Extracellular vesicles (EVs) are released by most cell types and are implicated in several biological and pathological processes, including multiple sclerosis (MS). In this study we performed RNA sequencing to analyze the diversity of microorganisms by assignment of reads using different taxa profilers. To diminish the risk of false positive biases derived from sample handling, we performed a similar analysis on EVs derived from known cultured bacterial species, as well as artificially-generated samples.

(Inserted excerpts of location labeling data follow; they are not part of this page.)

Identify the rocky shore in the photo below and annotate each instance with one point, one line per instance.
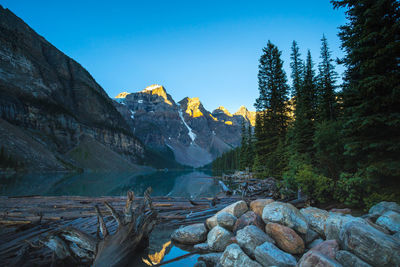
(265, 232)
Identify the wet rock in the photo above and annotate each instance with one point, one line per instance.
(236, 209)
(268, 255)
(211, 259)
(202, 247)
(233, 256)
(191, 234)
(316, 218)
(285, 214)
(251, 237)
(369, 244)
(390, 220)
(314, 243)
(249, 218)
(285, 238)
(328, 248)
(348, 259)
(397, 236)
(334, 224)
(343, 211)
(226, 220)
(258, 205)
(200, 264)
(219, 238)
(382, 207)
(310, 236)
(314, 258)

Overall, we detect a range of microbial species in MS and healthy control (HC) samples, that are not detected in control samples, as well as species with differential abundance between MS and HC samples. These results reveal the relevance of putative communication of microbial species using EVs as a communication vector. Overall design: Peripheral blood from 20 MS patients and 10 HC was collected by venipuncture in EDTA tubes and centrifuged to separate the plasma from the cellular fraction. Additionally, cultured samples of from L. acidophilus and B. lactis were also retrieved. To isolate EVs, plasma aliquots were double-centrifuged to pellet EVs. The pellet was then resuspended with 100 µL of DPBS, and RNA was isolated using Trizol LS. Lastly, samples were pooled to fulfil a minimum input of 2 ug of RNA. rRNA was depleted from the total RNA sample and cDNA libraries were built. Paired-end sequencing was performed with Illumina HiSeq X Ten with an average of 40–50 × 10^6 reads obtained per sample.